Multiple sclerosis (MS) is one of the most common central nervous system autoimmune diseases. The diagnosis is based on the 2017 McDonald criteria, which allows for early diagnosis; however, this should be made only if there is no better explanation for the existing symptoms [1]. The term “no better explanation” is vague since there is no clear diagnostic test for excluding alternative diagnoses. However, abnormal lab results should serve as “a red flag.” To this effect, necessary laboratory tests include cell blood count, liver and kidney function test, thyroid function, ANA, vitamin B12, folate, erythrocyte sedimentation rate (ESR), and C-reactive protein (CRP). However, these may vary across centers depending on availability and cost [2].
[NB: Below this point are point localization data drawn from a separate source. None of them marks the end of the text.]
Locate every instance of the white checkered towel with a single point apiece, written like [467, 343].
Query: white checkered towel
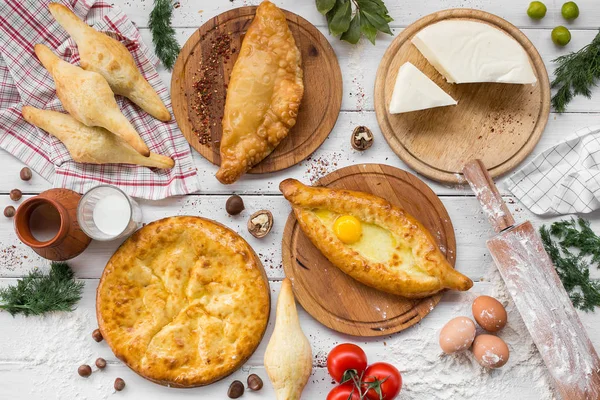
[24, 81]
[564, 179]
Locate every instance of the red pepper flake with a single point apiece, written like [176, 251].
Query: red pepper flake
[205, 84]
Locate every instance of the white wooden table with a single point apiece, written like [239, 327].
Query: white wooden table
[39, 356]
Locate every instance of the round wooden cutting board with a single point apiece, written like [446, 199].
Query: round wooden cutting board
[334, 298]
[320, 105]
[497, 123]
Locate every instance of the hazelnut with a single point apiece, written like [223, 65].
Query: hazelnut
[236, 389]
[9, 212]
[97, 335]
[234, 205]
[26, 174]
[101, 363]
[260, 223]
[15, 195]
[362, 138]
[84, 370]
[119, 384]
[254, 382]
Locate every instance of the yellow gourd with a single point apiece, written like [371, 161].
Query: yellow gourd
[288, 358]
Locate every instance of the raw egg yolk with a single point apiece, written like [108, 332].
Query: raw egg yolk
[347, 228]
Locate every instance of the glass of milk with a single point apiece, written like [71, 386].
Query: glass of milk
[105, 212]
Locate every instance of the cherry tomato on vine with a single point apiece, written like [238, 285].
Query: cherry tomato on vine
[388, 377]
[344, 357]
[345, 391]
There are plenty of potential alternatives that can act as a mimic for MS. There is no clear guideline for excluding alternative diagnoses, which is usually left to the judgment of the treating physician. Evidence for systemic autoimmune disease with respect to MS is usually searched to exclude possible alternative diagnoses, including systemic lupus erythematosus (SLE) and Sjogren’s syndrome. Further, examination for antinuclear autoimmune antibody (ANA), an autoantibody group against nuclear and cellular antigens, is a common practice. These antibodies are often indicative of immune dysregulation [3]. However, not all ANA-positive results are clinically meaningful or a cause of concern. These antibodies react with > 150 nuclear antigens and are not all associated with known autoimmune diseases [4]. ANA is a commonly ordered test with respect to suspected autoimmune diseases, including SLE and other rheumatological diseases. The ANA test is sensitive but nonspecific for SLE diagnosis since ANA can be found in different types of autoimmune diseases, including scleroderma and Sjogren’s syndrome, as well as occasionally in healthy individuals [5].
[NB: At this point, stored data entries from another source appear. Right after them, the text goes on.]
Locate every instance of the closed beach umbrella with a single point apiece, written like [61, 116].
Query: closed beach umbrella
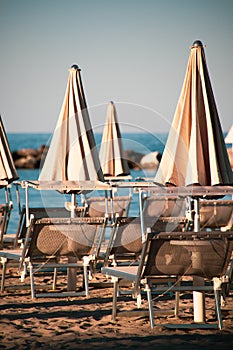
[111, 150]
[8, 171]
[195, 152]
[229, 139]
[72, 155]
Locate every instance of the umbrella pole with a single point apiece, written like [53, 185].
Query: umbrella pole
[72, 271]
[141, 216]
[27, 205]
[198, 297]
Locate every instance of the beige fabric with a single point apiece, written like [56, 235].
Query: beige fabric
[195, 152]
[73, 154]
[7, 168]
[111, 150]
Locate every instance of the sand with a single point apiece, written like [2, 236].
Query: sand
[85, 322]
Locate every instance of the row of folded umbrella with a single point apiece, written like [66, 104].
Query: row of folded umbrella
[195, 151]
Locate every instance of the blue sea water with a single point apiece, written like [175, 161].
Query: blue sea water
[142, 143]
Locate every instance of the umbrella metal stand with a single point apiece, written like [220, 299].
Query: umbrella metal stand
[198, 297]
[72, 271]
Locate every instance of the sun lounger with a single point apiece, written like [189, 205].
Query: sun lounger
[5, 212]
[178, 254]
[216, 214]
[118, 207]
[50, 242]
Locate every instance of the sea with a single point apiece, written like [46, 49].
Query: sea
[138, 142]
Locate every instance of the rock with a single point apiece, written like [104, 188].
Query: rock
[28, 162]
[150, 161]
[133, 158]
[29, 158]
Clinicians frequently order tests for serum autoantibodies, especially ANA, because some rheumatological diseases can present with neurological symptoms resembeling MS. However, ANA testing is generally considered to have a low-positive predictive value [6]. The significance of ANA testing in patients with MS remains unclear. There have been limited studies on the association between MS and ANA with most being performed before the introduction of the 2000 McDonald criteria for MS diagnosis. A previous study was conducted before 2000 to examine whether patients with MS who were ANA positive should be excluded from clinical trials and reported no difference between patients with MS with low ANA titer and those that were ANA negative [7]. A recent study tried to look at the prevalence of positive autoantibodies in patient with MS in Vienna and reported 18% of the patients with MS had positive autoantibody without having another autoimmune disease [8]. However, these findings could not be generalized in different cohorts with different ethnic characteristics and prevalence of MS and other autoimmune diseases.
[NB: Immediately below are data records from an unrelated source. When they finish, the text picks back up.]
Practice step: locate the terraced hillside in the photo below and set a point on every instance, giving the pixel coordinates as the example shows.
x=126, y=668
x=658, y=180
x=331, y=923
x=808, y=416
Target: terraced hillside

The specific ANA value in MS diagnosis remains unclear; however, an increased level should be indicative of an alternative diagnosis. Previous studies have reported an incidence of positive ANA in patients with MS ranging from 2 to 44% [9]. The correlation between ANA titer and the disability extent remains unclear. This study aimed to compare the prevalence of positive ANA antibody and its titer between patients with MS and patients with general neurological diseases in Saudi Arabia. Further, we aimed to examine the association between the ANA level and disease disability by measuring the Expanded Disability Status Score (EDSS).